Queen Sansa was seen returning to her duties almost immediately after the birth of her firstborn son, ensuring that the people would not starve during winter and the war that would come after.
She was always flanked by her small court of advisors between which became fast prominent Lord Petyr Baelish, who many knew was vywing for lady Catelyn Stark’ hand; or being as close as possible to the new queen who was facing in her duty winter, war and political struggle and affairs in a Realm divided which had been at war for years.
Prince Shireen Baratheon sent forth for her betrothed a protective amulet with the effigy of the Father, the Smith and the Warrior. Queen Sansa in all reply gifted an identical amulet to Princess Shireen for her nameday, with the effigy of the Mother, the Maid and the Crone.

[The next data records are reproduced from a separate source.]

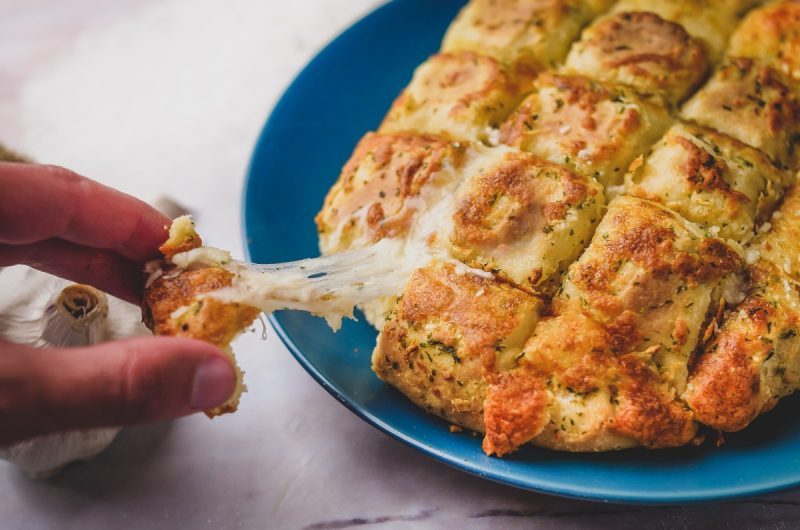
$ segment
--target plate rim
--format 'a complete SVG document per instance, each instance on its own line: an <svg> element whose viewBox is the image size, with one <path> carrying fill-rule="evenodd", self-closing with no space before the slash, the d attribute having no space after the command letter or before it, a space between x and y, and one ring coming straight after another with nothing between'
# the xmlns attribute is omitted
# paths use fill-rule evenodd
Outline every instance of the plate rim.
<svg viewBox="0 0 800 530"><path fill-rule="evenodd" d="M333 38L329 39L317 50L314 56L307 61L301 69L298 70L291 82L283 89L280 97L269 110L267 119L265 120L252 149L245 172L244 185L242 187L241 194L241 237L245 257L248 260L252 259L252 241L249 235L247 221L249 203L248 196L250 195L250 188L253 185L253 181L258 178L255 176L253 169L256 164L256 160L260 156L259 153L263 151L263 146L266 144L267 138L272 136L272 130L276 128L275 115L278 114L276 111L287 104L287 100L293 97L292 93L295 92L296 87L303 83L304 78L310 75L310 71L314 70L318 64L325 60L324 56L327 52L329 52L330 48L337 43L337 41L348 38L351 33L357 31L358 27L371 24L372 20L377 18L377 16L379 16L384 10L388 10L391 8L391 6L401 2L403 2L403 0L388 0L378 5L355 20L345 29L340 31ZM635 491L631 488L627 488L627 490L609 491L596 487L581 487L573 484L564 485L558 481L547 479L543 480L535 476L526 476L527 480L522 480L503 471L486 469L486 467L481 464L462 460L448 453L447 451L442 451L436 447L423 443L414 437L407 436L379 416L366 410L361 404L348 398L338 385L334 384L332 381L329 381L320 373L320 371L309 361L301 349L294 343L291 337L289 337L288 333L280 322L280 316L281 312L277 312L272 313L267 317L270 325L275 330L275 333L292 354L294 359L300 364L300 366L303 367L303 369L317 382L317 384L319 384L323 389L325 389L326 392L333 396L336 401L344 405L348 410L356 414L359 418L367 422L372 427L378 429L389 437L421 452L422 454L452 468L490 480L492 482L496 482L498 484L504 484L535 493L544 493L582 501L650 506L730 501L742 498L752 498L755 496L766 495L800 486L800 472L798 472L798 475L794 480L761 481L757 486L720 486L715 489L703 488L702 490L688 490L686 493L675 492L673 494L665 495L663 493L647 493L643 490ZM421 410L419 412L421 414L424 413Z"/></svg>

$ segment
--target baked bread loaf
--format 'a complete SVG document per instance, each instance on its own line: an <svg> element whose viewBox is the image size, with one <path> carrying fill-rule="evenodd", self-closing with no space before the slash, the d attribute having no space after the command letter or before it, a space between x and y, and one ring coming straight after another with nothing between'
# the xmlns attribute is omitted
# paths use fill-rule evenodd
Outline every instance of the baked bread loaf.
<svg viewBox="0 0 800 530"><path fill-rule="evenodd" d="M319 259L386 286L201 297L237 330L358 304L376 374L487 454L744 428L800 386L800 2L756 4L472 0L316 217Z"/></svg>

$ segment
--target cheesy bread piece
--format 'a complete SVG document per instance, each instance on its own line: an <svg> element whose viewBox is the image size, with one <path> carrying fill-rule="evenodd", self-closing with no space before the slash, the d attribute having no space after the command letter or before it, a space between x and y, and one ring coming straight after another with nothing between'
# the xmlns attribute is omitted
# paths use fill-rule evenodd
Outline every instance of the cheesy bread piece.
<svg viewBox="0 0 800 530"><path fill-rule="evenodd" d="M683 26L655 13L623 12L601 18L572 45L565 70L622 83L675 104L703 79L708 58Z"/></svg>
<svg viewBox="0 0 800 530"><path fill-rule="evenodd" d="M744 244L783 197L790 173L763 153L695 125L676 124L626 176L626 192L650 199Z"/></svg>
<svg viewBox="0 0 800 530"><path fill-rule="evenodd" d="M434 55L414 72L380 127L489 143L532 79L473 52Z"/></svg>
<svg viewBox="0 0 800 530"><path fill-rule="evenodd" d="M501 142L604 185L622 182L628 164L669 127L664 106L622 85L543 74L501 128Z"/></svg>
<svg viewBox="0 0 800 530"><path fill-rule="evenodd" d="M748 262L768 260L800 282L800 185L789 189L781 207L759 228L761 234L747 249Z"/></svg>
<svg viewBox="0 0 800 530"><path fill-rule="evenodd" d="M746 271L746 298L704 348L683 399L697 421L747 427L800 388L800 283L768 260Z"/></svg>
<svg viewBox="0 0 800 530"><path fill-rule="evenodd" d="M800 388L800 186L746 251L744 300L698 357L684 399L698 420L745 428Z"/></svg>
<svg viewBox="0 0 800 530"><path fill-rule="evenodd" d="M736 250L653 202L617 197L569 269L553 316L487 390L487 453L668 447L690 441L678 397Z"/></svg>
<svg viewBox="0 0 800 530"><path fill-rule="evenodd" d="M602 216L602 186L507 148L488 151L465 177L446 236L452 255L528 290L552 291Z"/></svg>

The queen’s own nameday came and went without much fanfare, in a mood of frugality. Queen Roslin voyaged from Harrenhal to spend some time with her good sister and meet her nephew as well, and gifted the Queen with a veiled butterfly silken escoffion. Though the Queen would always say that the best nameday present she received — amongst the well wishes and letters from her loved ones — was the hatching of her son’s egg. The hatchling was no much longer than her forearm many claim, long-necked with a seven spiked tail and a crown of seven horns which many took as a symbol of good wills by the Gods.